Commodities

Crude Follows Wall Street's Wild Ride

11/13/08 - 05:40 PM EST

The Associated Press

By Mark Williams

COLUMBUS, Ohio -- Oil prices swung wildly Thursday following a lead from Wall Street, which sank 300 points before investors flooded back into the market.

Light, sweet crude for December delivery rose $2.08 to settle at $58.24 on the New York Mercantile Exchange. Crude earlier dipped as low as $54.67, a price last seen in January 2007, on reports that the world's biggest economies are in recession and that energy demand has declined to decade-ago levels.

The Dow dropped briefly below 8,000 -- falling more than 300 points -- to retest lows that it hit Oct. 10 before a sharp climb into positive territory. The S&P 500 index dropped to 818.69 before staging its own strong rally.

"The main driver is the turnaround in the S&P," said Addison Armstrong, director of market research at Tradition Energy.

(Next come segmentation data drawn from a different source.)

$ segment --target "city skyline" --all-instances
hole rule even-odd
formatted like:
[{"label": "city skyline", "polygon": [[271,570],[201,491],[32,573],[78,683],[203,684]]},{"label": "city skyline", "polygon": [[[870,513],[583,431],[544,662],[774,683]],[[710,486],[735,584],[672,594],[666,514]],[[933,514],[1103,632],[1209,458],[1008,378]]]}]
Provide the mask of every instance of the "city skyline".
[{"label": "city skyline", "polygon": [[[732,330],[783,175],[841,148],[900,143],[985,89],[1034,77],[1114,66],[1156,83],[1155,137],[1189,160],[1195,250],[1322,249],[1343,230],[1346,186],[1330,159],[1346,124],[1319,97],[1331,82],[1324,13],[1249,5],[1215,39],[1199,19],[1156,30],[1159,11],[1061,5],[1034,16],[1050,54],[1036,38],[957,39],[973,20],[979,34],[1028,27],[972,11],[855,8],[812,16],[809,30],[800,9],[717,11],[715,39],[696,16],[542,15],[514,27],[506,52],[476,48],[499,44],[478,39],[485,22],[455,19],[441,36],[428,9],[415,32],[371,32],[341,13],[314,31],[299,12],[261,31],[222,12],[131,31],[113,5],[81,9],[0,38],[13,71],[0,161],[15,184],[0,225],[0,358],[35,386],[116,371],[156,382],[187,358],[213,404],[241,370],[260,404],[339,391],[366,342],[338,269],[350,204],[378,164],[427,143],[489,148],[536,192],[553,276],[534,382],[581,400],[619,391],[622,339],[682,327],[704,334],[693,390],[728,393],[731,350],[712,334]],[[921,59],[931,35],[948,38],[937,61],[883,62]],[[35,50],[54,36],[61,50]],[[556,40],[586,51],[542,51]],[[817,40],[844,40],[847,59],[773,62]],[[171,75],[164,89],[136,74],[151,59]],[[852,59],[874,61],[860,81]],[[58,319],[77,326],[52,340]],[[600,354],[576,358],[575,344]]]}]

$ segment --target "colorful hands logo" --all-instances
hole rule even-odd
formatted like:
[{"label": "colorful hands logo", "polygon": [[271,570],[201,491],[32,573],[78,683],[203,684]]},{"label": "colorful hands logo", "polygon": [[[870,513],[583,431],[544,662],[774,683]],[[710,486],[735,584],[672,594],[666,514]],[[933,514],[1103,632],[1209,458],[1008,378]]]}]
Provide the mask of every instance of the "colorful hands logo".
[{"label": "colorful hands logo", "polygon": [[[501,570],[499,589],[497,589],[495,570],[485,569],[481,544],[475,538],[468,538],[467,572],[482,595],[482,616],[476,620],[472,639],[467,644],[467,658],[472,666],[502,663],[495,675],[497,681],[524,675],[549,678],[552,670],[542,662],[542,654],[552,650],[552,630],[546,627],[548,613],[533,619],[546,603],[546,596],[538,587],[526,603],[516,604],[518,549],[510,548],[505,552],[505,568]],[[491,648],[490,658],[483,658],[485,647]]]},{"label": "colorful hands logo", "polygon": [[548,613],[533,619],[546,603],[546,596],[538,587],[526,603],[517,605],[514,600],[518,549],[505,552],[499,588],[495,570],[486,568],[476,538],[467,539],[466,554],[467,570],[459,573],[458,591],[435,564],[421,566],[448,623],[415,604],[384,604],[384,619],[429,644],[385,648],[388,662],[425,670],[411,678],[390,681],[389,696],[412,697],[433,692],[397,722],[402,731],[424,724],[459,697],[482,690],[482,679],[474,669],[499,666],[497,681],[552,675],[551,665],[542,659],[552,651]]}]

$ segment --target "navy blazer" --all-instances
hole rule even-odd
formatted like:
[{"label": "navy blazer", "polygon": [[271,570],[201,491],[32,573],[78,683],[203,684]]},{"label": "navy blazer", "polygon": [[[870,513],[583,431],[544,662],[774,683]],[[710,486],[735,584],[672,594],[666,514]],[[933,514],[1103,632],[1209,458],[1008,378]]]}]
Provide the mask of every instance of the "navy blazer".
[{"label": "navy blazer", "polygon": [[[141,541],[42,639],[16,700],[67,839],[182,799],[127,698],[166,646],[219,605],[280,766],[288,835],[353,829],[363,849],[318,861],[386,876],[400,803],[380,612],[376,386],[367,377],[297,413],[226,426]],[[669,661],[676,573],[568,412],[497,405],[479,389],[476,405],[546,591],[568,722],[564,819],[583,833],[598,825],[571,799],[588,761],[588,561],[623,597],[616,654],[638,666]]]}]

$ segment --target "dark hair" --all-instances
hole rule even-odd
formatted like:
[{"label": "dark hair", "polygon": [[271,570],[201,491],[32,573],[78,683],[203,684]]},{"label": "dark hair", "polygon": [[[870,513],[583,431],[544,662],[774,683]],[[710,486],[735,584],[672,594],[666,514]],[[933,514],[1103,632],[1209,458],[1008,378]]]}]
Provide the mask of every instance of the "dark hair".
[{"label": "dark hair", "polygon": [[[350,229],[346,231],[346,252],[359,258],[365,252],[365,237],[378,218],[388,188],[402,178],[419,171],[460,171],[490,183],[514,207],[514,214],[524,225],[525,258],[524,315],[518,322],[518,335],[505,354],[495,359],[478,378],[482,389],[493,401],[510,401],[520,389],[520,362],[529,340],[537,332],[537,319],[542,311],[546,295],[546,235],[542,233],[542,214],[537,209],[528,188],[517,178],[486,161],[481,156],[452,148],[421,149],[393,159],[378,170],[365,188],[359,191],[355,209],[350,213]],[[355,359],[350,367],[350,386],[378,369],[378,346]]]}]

There was also chatter about yet another extraordinary meeting by the Organization of Petroleum Exporting Countries to cut production for the second time in less than a month.

"They might actually mean it this time," said Mike Zarembski, senior commodity analyst at OptionsExpress.

"We're still in a downtrend, but even in a downtrend there are up days."

There are serious doubts about OPEC's ability to control prices through production levels. Energy analysts increasingly have come to believe that demand, not supply, is in control of the market.

OPEC slashed production quotas by 1.5 million barrels a day when they met at the end of October.